LEANDRO MENA, MD: One of the things that I like to do is at the end as I summarize, you know, everything. I ask my patients, well, what do you think? Do you think you’re ready to start taking this medication? And the second question that I ask them is, well, what do you think are the challenges that you may encounter you know, coming to your appointments or taking medication everyday? And sometimes they will say no none, and then I’ll take the opportunity to say, well, how about this? I mean how about relationship dynamics? I mean sometimes around a new HIV diagnosis are issues in a relationship.

DERRICK BUTLER, MD: I mean how do we make it as least disruptive for that patient in terms of finding those questions. Their living situation? Who do they live with? Do they know their status? Do they know their sexual orientation? Do they work? Is this going to interfere with somehow them keeping their jobs? What’s their transportation issue? 

LEANDRO MENA, MD: One thing that you mentioned I think is interesting is about the issue of working, right, and how difficult it can be, for example, for some people to come to an appointment because if they miss work, they miss earnings. In our clinic, we have a legal partnership, right and we make sure that our patients are aware of their rights and things about discrimination based on housing, health insurance, and employment. 

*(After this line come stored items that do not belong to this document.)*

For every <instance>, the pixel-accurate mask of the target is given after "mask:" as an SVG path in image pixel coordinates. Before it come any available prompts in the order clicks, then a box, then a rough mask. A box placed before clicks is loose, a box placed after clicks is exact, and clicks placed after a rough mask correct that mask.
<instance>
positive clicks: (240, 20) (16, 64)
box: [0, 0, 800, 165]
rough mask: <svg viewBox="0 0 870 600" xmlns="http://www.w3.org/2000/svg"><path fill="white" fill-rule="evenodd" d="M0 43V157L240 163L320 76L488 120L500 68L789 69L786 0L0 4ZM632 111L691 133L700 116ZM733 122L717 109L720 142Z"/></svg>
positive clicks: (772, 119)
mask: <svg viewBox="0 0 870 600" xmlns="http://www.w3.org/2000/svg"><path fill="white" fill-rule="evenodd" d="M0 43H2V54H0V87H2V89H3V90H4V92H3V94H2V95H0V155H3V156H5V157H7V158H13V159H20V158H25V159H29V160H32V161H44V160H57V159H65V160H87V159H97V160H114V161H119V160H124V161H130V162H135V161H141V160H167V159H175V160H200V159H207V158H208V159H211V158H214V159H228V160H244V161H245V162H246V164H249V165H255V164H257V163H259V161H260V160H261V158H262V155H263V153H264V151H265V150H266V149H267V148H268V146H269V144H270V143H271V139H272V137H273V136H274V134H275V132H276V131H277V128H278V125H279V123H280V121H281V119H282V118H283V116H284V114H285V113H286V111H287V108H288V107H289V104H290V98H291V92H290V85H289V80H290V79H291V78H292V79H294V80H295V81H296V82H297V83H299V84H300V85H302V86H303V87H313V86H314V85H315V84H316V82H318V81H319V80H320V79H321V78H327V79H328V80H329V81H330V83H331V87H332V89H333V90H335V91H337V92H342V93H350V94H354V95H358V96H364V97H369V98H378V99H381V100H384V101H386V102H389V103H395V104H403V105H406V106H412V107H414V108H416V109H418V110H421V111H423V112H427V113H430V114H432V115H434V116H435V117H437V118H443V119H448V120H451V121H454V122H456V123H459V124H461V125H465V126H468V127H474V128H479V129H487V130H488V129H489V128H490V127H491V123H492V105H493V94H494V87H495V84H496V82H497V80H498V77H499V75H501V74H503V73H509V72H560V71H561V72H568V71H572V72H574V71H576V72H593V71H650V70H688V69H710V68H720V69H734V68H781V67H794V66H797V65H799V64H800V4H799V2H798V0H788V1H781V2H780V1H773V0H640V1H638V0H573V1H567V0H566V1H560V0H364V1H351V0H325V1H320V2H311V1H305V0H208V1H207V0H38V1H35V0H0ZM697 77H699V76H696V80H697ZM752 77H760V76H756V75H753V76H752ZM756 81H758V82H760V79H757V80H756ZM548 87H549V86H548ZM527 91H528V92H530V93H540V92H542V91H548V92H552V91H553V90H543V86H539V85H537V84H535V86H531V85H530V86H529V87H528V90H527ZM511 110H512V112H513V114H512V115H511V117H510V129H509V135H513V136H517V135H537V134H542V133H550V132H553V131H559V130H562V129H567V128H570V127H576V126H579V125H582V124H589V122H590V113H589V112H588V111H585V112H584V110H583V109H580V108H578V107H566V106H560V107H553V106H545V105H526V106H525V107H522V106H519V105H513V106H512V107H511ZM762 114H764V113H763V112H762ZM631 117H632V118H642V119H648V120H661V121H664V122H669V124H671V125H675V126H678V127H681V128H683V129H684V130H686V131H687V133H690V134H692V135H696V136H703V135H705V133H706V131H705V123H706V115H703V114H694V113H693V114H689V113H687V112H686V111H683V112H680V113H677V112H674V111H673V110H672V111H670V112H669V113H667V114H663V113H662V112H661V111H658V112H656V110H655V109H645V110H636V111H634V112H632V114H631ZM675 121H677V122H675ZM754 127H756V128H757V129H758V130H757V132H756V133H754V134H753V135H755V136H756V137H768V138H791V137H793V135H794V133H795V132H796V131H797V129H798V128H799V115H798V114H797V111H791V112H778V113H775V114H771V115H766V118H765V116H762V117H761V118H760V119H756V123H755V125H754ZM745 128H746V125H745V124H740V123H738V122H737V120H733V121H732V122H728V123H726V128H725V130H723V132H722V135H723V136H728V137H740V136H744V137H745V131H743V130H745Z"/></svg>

DERRICK BUTLER, MD: In my practice, too, and in also yours, I have some patients who are undocumented patients here in our country, and sometimes that has been a barrier to a few patients who are afraid that you know coming to care in the system will somehow you know jeopardize their status or they may be at risk for punishment. 

CYNTHIA RIVERA, MD: Just like patients with substance abuse who are afraid perhaps to admit to some of these behaviors because of legal ramifications. 

DERRICK BUTLER, MD: I agree. We work in communities of color for the most part, and there are some areas there’s some distrust of the medical system, and we are now that representative again as we’ve talked about, make sure that we show that we care about the patient, that we are concerned about their health, that we are trying to empower them and that we are not just another cog in a machine that they already may have some distrust for, so kind of help them to bridge that, which could be some potential barrier too. 

CYNTHIA RIVERA, MD: Our patients really teach us a lot about issues within the community. Without that trust, we are really being able to engage with our patients, we really don’t know about community-specific issues that impact not only them, but our ability to give them the best care possible.